WASHINGTON MUTONGWIZO

versus

GIBSON NYAMUTSWA

 

 

HIGH COURT OF ZIMBABWE

ZHOU J

HARARE, 16, 17 & 22 September 2020

 

Urgent Chamber Application

 

L Chimuriwo, for the applicant

J Koto, for the respondent

 

 

            ZHOU J: This is an urgent chamber application for stay of execution of the judgment granted in case No. HC 4225/18 pending determination of an application for rescission of the said judgment. The application for rescission of judgment is filed under case No. HC 4936/20. The application in casu is opposed by the respondent. The material background facts to this application are as follows:

            The applicants purchased the immovable property known as an undivided 2.380952381 percent being Share No. 3 in a certain piece of land situate in the District of Salisbury called Stand 3084 Glen Lorne Township in 2013. Applicants state that they paid the full purchase price and took occupation of the property in 2016. Arrangements were made for the applicants to get ownership registered in their names, including obtaining the Capital Gains Tax Clearance Certificate. However, transfer had not taken place because it turned out that the same property had been registered in the name of the respondent. It was no longer in the name of the original owner, Freewin Investment (Pvt) Ltd, which had sold the property to the applicant.

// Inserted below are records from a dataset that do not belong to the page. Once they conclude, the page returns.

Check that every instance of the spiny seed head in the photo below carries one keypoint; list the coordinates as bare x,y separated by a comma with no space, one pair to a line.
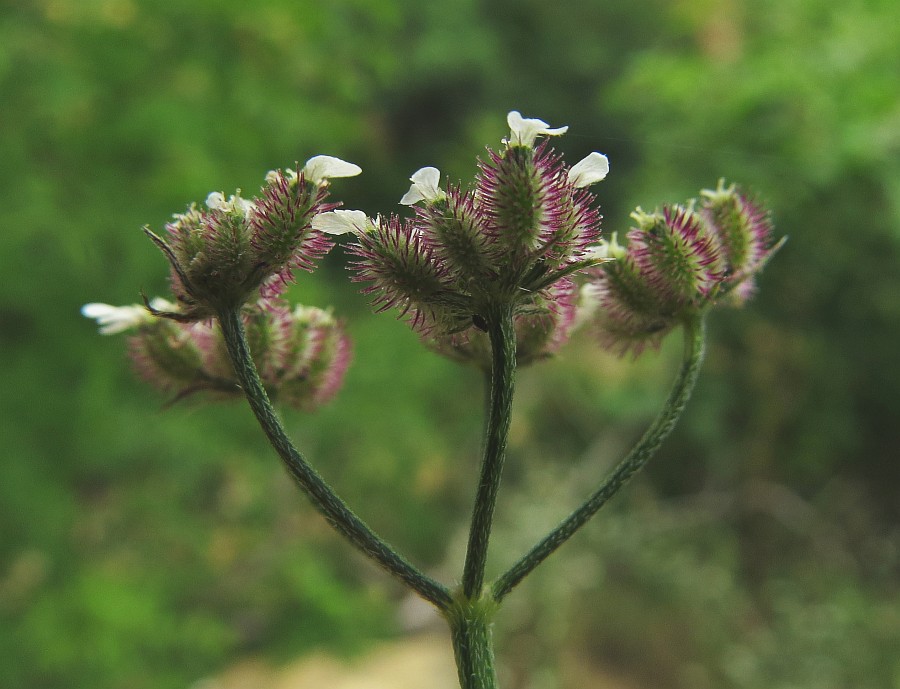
676,263
541,330
526,223
235,250
301,354
742,229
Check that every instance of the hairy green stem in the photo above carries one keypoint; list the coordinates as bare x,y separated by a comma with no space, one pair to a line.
320,493
473,646
503,372
694,338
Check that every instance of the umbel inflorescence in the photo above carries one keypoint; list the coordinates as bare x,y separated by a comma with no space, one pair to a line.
496,273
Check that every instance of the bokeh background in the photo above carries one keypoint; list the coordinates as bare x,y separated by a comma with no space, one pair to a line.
143,546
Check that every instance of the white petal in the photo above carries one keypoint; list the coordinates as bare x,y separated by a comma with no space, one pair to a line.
161,304
340,222
592,168
115,319
424,186
524,131
319,169
216,201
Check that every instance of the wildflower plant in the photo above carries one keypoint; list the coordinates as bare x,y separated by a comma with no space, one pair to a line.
496,273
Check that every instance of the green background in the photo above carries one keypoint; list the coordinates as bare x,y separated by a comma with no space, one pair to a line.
145,546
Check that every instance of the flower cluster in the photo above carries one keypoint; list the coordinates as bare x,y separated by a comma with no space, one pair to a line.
235,249
301,353
677,262
512,239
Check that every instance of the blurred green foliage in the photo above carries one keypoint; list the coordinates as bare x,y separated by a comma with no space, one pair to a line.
148,547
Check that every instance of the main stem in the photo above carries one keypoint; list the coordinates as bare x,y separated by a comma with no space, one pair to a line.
694,339
320,493
503,372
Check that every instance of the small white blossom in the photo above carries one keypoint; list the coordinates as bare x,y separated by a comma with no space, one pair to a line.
592,168
341,222
424,187
319,169
234,204
116,319
523,131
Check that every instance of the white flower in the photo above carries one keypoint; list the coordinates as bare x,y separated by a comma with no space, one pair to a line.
590,169
424,187
340,222
319,169
234,204
116,319
523,131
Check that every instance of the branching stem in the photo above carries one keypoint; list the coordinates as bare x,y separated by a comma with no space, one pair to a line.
694,339
319,492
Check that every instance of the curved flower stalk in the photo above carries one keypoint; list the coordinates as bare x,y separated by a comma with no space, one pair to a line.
676,263
513,238
302,353
235,250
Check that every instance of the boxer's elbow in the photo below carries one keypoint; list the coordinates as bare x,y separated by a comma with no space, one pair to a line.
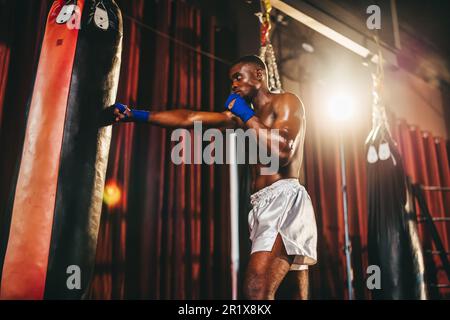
286,152
187,119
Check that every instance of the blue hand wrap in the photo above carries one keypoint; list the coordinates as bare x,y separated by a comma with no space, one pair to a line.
239,107
137,115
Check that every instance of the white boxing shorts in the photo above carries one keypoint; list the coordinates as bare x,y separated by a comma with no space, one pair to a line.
284,208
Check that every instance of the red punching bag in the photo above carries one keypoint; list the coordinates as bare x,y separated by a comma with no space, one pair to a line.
57,197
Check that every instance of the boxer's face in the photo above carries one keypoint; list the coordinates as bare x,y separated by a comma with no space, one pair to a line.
246,80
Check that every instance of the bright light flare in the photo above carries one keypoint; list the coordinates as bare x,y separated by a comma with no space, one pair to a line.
112,194
341,107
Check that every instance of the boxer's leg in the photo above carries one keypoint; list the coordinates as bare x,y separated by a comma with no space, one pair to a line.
298,281
265,272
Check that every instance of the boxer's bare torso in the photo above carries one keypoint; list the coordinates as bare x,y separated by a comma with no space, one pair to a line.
267,114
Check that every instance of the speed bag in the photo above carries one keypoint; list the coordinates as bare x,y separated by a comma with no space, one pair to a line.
56,199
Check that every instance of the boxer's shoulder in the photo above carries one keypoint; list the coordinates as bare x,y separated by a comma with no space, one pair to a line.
288,103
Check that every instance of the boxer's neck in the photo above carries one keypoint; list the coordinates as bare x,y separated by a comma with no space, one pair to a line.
262,98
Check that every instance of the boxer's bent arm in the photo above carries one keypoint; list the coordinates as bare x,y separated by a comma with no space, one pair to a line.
183,118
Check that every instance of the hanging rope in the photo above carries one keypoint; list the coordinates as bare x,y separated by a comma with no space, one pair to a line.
266,52
379,116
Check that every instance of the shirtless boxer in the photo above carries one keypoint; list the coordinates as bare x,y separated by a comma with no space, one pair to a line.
282,223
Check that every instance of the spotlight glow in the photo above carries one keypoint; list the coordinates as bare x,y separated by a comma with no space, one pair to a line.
112,194
341,107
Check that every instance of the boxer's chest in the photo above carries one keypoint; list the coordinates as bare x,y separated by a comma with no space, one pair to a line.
267,116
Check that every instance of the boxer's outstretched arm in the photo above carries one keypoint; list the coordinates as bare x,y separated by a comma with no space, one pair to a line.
183,118
179,118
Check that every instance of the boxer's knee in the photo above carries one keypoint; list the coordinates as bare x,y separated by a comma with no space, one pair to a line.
256,287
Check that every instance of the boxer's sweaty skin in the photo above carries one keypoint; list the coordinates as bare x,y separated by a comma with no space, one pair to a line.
284,112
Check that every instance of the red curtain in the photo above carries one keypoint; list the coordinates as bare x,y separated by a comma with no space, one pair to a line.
426,161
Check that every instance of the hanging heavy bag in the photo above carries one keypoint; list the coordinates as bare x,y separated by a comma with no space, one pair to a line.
57,198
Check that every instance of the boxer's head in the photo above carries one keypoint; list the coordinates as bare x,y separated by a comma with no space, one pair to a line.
248,75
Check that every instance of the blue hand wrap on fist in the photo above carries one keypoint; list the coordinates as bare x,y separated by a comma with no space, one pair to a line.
136,115
239,107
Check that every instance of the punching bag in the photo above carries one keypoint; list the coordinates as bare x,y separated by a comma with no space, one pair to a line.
393,242
57,197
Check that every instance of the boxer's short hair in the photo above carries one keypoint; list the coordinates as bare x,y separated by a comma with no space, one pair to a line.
252,59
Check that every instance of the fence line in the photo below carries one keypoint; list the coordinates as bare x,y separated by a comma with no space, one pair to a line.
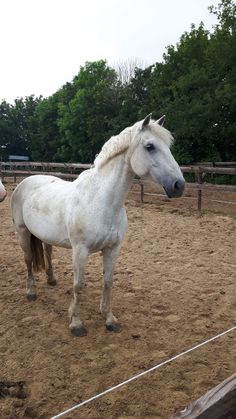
70,171
135,377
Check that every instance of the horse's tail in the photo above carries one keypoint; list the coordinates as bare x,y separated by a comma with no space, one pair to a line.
37,253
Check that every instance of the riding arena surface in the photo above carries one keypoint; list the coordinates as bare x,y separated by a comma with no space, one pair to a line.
174,287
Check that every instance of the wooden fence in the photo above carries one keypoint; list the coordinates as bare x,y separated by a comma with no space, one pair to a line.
70,171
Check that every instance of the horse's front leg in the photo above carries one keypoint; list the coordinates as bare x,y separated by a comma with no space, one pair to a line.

            Applicants state that they had a caveat placed on the property by order of this court granted in Case No. HC 9955/16. They also instituted proceedings to compel the seller to transfer the property to them. These proceedings were instituted under case No. HC 2658/17. It is common cause that the application was granted on 23 August 2017. However, as it turned out, the property had already been registered in the name of the respondent in terms of the Deed of Transfer No. 4561/2016. The respondent had purchased the property at a sale conducted by the Sheriff.

            Having obtained title, the respondent instituted proceedings by way of summons for the eviction of the applicants from the property. After the applicants had contested the claim the respondent made an application for summary judgment which was granted in default of the applicants on 4 February 2019. In August 2019, the respondent caused a writ of ejectment to be issued. In September 2020 the applicants were given 48 hours notice to vacate the property. The notice was pursuant to the writ of ejectment.

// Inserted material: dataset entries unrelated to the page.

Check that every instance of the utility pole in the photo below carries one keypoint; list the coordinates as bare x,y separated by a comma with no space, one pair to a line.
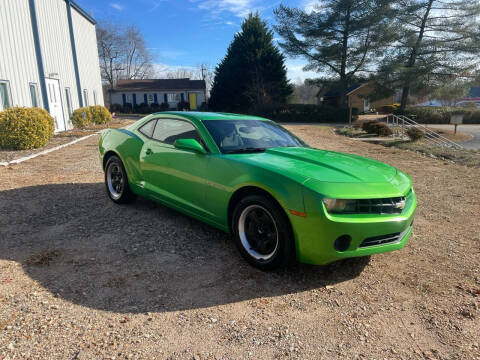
203,70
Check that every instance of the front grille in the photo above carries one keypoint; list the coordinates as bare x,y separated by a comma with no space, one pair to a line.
385,239
393,205
382,239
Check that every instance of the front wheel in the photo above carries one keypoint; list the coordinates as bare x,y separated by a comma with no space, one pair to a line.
262,232
116,181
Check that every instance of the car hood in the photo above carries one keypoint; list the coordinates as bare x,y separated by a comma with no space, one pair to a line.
303,164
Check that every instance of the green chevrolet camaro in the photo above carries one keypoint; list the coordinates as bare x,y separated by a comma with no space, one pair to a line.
279,198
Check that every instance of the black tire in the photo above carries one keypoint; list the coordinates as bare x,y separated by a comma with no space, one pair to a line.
265,252
119,193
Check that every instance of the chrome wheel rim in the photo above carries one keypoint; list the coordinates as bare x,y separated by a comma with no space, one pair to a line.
115,181
258,232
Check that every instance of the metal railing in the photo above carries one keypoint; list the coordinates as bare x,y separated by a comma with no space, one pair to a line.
401,123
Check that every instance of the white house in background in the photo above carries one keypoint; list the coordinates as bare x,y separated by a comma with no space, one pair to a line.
158,91
48,57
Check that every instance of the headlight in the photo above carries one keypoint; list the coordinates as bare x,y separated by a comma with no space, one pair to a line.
340,205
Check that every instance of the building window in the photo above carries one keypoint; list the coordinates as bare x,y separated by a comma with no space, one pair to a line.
33,94
173,97
4,95
68,97
85,97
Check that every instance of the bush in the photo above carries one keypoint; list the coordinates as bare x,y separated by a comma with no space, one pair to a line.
368,126
91,115
164,106
25,128
376,127
116,108
415,134
381,129
154,107
183,105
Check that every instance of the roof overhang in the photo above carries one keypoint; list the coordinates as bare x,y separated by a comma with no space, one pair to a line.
81,11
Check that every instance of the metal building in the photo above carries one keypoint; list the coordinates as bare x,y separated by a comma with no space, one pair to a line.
48,57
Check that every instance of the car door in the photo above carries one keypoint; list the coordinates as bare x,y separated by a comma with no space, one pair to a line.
175,175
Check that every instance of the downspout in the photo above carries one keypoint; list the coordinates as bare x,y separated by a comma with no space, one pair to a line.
74,52
38,53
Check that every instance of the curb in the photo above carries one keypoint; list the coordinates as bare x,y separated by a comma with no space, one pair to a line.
25,158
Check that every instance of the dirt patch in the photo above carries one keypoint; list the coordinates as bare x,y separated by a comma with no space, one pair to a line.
143,281
62,138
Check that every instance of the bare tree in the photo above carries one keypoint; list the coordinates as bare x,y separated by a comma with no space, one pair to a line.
123,54
138,60
110,49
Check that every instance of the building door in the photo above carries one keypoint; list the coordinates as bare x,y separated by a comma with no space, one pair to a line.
193,101
55,103
366,105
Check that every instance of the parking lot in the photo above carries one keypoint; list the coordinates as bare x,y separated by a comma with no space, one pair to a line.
83,278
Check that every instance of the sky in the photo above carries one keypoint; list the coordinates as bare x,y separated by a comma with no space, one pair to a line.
187,33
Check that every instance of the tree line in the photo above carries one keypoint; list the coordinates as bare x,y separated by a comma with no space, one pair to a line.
412,45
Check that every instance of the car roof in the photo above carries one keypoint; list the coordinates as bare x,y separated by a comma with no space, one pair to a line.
200,115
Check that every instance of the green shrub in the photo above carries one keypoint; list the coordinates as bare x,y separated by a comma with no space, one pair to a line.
25,128
381,129
368,126
376,127
183,105
469,105
415,134
387,109
116,108
91,115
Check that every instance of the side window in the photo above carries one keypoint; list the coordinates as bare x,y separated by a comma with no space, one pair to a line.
147,129
169,130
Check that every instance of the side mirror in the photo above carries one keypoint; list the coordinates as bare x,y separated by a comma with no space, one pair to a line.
189,144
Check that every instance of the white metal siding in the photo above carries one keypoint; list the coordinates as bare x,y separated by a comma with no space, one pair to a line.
18,62
87,55
56,49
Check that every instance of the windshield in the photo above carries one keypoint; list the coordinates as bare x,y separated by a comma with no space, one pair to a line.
236,136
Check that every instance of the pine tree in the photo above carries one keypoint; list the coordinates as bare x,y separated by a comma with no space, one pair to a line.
252,76
438,41
344,38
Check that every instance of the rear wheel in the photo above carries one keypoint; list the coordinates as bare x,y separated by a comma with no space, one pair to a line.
116,181
262,232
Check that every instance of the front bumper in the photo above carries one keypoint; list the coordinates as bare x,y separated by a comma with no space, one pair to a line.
316,233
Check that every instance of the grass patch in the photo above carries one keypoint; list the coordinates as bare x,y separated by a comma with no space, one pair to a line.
43,258
459,156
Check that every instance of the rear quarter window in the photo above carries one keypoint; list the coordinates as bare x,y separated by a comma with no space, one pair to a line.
148,128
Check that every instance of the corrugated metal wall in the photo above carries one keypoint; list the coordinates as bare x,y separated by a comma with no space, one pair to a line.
56,50
87,55
18,62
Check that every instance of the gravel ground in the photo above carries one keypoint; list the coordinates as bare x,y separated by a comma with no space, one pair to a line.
83,278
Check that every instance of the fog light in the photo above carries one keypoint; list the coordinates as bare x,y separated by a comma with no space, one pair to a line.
342,243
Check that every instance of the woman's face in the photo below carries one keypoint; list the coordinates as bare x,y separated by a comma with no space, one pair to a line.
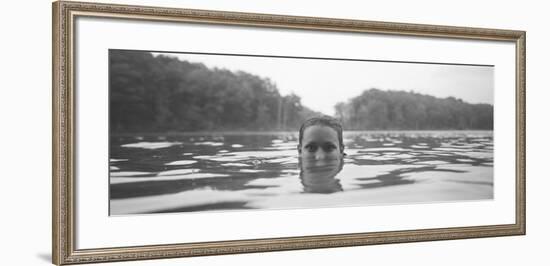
320,143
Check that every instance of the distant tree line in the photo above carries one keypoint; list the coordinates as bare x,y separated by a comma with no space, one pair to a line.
160,93
375,109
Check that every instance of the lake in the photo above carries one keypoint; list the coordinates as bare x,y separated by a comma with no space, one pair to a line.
239,171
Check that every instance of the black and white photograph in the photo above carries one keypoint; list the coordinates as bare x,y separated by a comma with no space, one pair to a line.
194,132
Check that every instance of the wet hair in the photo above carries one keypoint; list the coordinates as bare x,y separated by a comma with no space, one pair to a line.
324,120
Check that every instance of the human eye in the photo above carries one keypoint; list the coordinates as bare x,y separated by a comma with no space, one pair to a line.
329,147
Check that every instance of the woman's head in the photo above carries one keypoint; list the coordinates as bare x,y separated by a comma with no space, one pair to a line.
321,138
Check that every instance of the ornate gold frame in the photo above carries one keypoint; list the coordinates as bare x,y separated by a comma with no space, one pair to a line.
64,251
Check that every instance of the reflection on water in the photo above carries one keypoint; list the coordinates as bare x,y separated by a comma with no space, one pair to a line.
180,173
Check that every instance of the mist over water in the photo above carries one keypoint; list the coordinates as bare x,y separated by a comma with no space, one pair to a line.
236,171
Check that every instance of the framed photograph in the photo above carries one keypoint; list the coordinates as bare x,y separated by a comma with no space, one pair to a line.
180,132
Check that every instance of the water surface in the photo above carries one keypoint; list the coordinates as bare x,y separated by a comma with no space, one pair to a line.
232,171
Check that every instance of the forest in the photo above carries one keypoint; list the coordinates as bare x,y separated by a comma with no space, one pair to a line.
375,109
164,94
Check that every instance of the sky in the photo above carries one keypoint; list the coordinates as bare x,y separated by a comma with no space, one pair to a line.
322,83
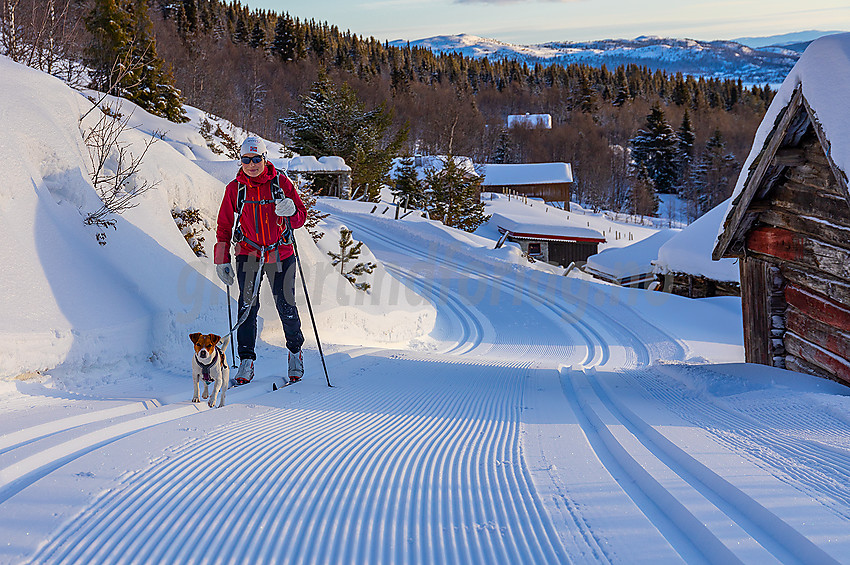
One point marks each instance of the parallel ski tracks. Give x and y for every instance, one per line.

            It is common ground that there are proceedings for the setting aside of the default judgment granted against the applicants. There are also proceedings for the setting aside of the sale of the property to the respondents which are pending.

            Execution is a process of the court. This court therefore has a discretion to set aside or stay or suspend execution of any judgment in the exercise of its inherent power to control its own process. The approach of the court is set out in the case of Mupini v Makoni 1993 (1) ZLR 80 (S) at 83B – C as follows:

            “Execution is a process of the court, and the court has an inherent power to control its own process           and procedures, subject to such rules as are in force. In the exercise of a wide discretion the court          may, therefore, set aside or suspend a writ of execution or, for that matter, cancel the grant of a             provisional stay. It will act where real and substantial justice so demands. The onus rests on the    party seeking a stay to satisfy the court that special circumstances exist. The general rule is that a     party who has obtained an order against another is entitled to execute upon it. Such special reasons             against execution issuing can be more readily found where, as in casu, the judgments is for          ejectment or the transfer of property, for in such instances the carrying of it into operation would render the restitution of the original position difficult. See Cohen v Cohen (1) 1979 ZLR 184 (G) at 187 C: Santam Ins Co. Ltd v Paget (2) 1981 ZLR 132 (G) at 134 G – 135B; Chibanda v King     1983 (10 ZLR 116 (H) at 119C – H; Stime v Stime 1983 (4) SA 850 (C) at 852 A.”

 

            In this case not only is the judgment which is being sought to be enforced the subject of an application but the sale is also the subject of another application. If eviction is granted and the applicants succeed in having the application set aside, restoration of the applicant’s occupation will be difficult as it will require fresh proceedings to be instituted. On the other hand, if the application for rescission of judgment fails the respondent can always proceed with execution. I have taken note of the fact that the judgment which is being sought to be enforced through eviction of the applicants was granted on 6 August 2019. The respondent did not seek to enforce it until more than a year later in September 2020. There is therefore no greater prejudice which can be occasioned now than what has obtained in the thirteen months that the respondent sat on the judgment and writ of execution instead of enforcing them. In the circumstances of this case, therefore, it is clear to me that real and substantial justice demands that execution be stayed pending determination of the application filed in case No. HC 4936/20.

            In the result, the provisional order is granted in terms of the draft thereof.